UN LIBRO de la escritora Fatema Mernissi (El harén de Occidente)


El haren en Occidente

UN LIBRO de la escritora Fatema Mernissi  (El harén de Occidente, Espasa, Planeta Colombia, traducción de Inés Belaustegui Trías).

Ha causado sorpresa que esta feminista y socióloga musulmana que compartió el Premio Príncipe de Asturias con Susan Sontag en 2003,  haya optado por permanecer en su país de origen, alejada de los privilegios y libertades de las que tanto nos jactamos en Occidente, aunque leyéndola, particularmente El harén de Occidente, se despeja la incógnita. Sus libros poseen el encantamiento de las fábulas y la fuerza narrativa de las historias realmente vividas con sueños en el umbral es un puente tendido entre dos culturas: la europea y la magrebí.

Nacida en Fez, Marruecos, en 1940, en el interior de un harén, Fatema no comparte la noción de “libertad” de la mujer occidental, ni entiende nuestro raro afán por divorciar la belleza de la inteligencia, virtudes que, según la cultura musulmana, no pueden existir por separado: “A diferencia de los califas (dice Fatema), como Harún al-Rasid, que confundían belleza con educación sofisticada y que estaban dispuestos a desembolsar sumas astronómicas para contar siempre con alguna jarya (esclava) inteligente en sus harenes, la mujer ideal de Kant es la que no abre la boca (…)- y cita textualmente a Kant: “A una mujer con la cabeza llena de griego, como la señora Dacier, o que sostiene sobre mecánica funciones fundamentales, como la marquesa de Chatelet, parece que no le hace falta más que una buena barba.”

El velo, lo sabemos bien, es la restricción impuesta a las mujeres en el Islam, símbolo de sujeción a la dictadura patriarcal y durante mucho tiempo, las mujeres occidentales han sido lo bastante ingenuas para vanagloriarse de su “liberación” para  compadecer a sus hermanas veladas, pero… ¡oh sorpresa!: “Mientras los ayatolaes consideran a la mujer según el uso que haga del velo, en Occidente son sus caderas orondas las que las señalan y marginan a las mujeres. Las musulmanas se someten al ayuno solo durante el mes del ramadán, pero las desgraciadas occidentales tienen que estar a dieta los doce meses del año. Quelle horreur! La diferencia básica entre musulmanas y cristianas, consiste en que el velo de las segundas es invisible.
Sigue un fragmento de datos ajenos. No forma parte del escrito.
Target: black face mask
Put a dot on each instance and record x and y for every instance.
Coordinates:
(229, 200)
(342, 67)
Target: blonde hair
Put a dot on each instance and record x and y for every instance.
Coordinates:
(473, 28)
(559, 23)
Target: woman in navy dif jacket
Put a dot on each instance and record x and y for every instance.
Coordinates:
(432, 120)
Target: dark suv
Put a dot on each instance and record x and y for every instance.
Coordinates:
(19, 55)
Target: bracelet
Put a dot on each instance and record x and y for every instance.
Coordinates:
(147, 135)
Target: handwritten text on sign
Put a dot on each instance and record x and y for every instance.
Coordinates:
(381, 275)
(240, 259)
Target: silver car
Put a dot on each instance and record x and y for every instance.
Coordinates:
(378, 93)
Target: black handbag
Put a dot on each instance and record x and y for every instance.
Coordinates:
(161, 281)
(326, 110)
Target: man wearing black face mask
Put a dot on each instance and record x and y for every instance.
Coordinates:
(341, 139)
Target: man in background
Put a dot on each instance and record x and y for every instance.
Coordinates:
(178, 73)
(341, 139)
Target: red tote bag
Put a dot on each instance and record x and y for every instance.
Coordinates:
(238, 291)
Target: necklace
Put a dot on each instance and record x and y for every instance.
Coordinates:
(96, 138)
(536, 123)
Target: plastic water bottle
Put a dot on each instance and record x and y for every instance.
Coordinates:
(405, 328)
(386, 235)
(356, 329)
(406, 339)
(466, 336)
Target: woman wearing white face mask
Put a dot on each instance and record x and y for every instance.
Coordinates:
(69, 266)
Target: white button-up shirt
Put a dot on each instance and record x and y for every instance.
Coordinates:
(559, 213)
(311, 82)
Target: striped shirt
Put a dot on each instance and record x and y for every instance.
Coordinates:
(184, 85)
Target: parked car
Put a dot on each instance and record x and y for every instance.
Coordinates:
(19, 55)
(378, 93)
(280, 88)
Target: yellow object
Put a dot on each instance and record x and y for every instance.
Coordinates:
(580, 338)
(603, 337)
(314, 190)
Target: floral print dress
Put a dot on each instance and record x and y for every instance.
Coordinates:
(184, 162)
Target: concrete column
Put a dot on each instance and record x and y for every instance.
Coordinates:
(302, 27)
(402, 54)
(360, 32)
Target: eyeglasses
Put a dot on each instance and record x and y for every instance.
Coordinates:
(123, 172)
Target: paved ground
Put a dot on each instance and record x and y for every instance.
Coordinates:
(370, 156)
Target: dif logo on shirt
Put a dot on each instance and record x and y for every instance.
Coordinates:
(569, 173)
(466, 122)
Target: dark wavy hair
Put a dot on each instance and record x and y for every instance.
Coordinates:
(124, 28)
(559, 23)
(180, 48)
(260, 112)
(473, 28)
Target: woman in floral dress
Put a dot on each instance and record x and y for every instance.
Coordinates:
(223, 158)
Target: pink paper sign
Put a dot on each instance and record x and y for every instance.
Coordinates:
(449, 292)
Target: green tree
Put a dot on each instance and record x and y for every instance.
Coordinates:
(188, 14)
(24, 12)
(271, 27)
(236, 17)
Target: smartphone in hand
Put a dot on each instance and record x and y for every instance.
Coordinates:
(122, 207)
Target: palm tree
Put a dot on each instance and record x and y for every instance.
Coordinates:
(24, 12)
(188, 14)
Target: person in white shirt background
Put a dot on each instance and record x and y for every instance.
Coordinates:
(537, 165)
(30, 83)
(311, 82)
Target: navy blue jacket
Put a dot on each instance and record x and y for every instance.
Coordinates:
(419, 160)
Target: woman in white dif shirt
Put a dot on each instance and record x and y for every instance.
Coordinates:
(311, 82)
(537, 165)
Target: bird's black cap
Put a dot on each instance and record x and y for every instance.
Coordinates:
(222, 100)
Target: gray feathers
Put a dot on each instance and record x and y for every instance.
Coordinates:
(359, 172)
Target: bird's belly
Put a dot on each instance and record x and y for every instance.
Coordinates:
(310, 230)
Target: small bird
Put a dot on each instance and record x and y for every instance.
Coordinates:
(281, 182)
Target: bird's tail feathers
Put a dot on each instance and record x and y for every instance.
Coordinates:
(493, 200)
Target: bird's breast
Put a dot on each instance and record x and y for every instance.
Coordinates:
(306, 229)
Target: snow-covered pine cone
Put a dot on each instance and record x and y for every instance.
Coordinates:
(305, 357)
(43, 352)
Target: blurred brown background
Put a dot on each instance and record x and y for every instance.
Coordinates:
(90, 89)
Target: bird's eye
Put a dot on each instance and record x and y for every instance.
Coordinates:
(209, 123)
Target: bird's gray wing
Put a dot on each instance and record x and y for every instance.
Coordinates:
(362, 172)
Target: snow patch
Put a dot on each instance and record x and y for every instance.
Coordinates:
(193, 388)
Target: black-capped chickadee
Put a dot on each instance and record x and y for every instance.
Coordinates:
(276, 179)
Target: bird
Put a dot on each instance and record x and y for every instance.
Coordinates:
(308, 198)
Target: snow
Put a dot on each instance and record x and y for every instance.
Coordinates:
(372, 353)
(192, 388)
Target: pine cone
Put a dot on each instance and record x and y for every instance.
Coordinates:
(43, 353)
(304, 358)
El ayatolá de las mujeres occidentales, es, pues, la anorexia… y su extremismo, la moda.

El horror de Fatema hacia la esclavitud de las occidentales, a quienes se les impone la pasividad de las ideas como norma de belleza, alcanzará el cenit cuando, curioseando en los grandes almacenes de Nueva York, descubre que sus caderas no caben en la talla más grande disponible en la boutique, las mujeres occidentales de hoy, con estudios y formación, se encuentran en la misma tesitura de las esclavas de un harén (…) ¡Gracias Alá por ahorrarme la tiranía del harén de la talla treinta y ocho! (…)”

Fatema Mernissi llegó a Occidente para desmentir los mitos en torno a las musulmanas a las que alguien denominó “cretinas” por “dejarse esclavizar”, también para reflejarnos a los occidentales o cristianos en el espejo crítico de su mirada. Espejo, hay que decirlo, no opaco sino lleno de ternura y simpatía por sus congéneres oprimidas por la dictadura de la talla treinta y ocho. “El harén de las mujeres occidentales es la talla 38”, la Mernissi ironiza acerca de la oposición entre mujeres occidentales liberadas / mujeres orientales oprimidas, señalando cómo los cánones consumistas de belleza occidentales (delgadez, dietas, etc) se convierten también en un elemento represivo para las mujeres del Norte.

¿Por qué los hombres occidentales sueñan con un ideal de belleza femenina tan diferente del de los hombres orientales? La madre de Fatema soñaba para sus hijas una vida emocionante, una mujer feliz es aquella que podía ejercer toda clase de derechos, desde el derecho a moverse hasta el derecho a crear, competir y retar y, al mismo tiempo, sentirse amada por hacerlo. El mecanismo del hogar de Yasmina, según ella, resulta mucho más civilizado y práctico que el que impera, por ejemplo, en los países donde el adulterio de ambos y la violencia intrafamiliar son habituales cada día.

Comentario: Nunca dejas de sorprenderte de los conceptos que tenemos y de los que tienen los demás sobre el mismo asunto, que visto desde una óptica diferente ofrece matices que habíamos omitido o tergiversado.  Parece que juzgar sin estar involucrado aunque sea de forma imparcial, puede dar lugar a formidables errores.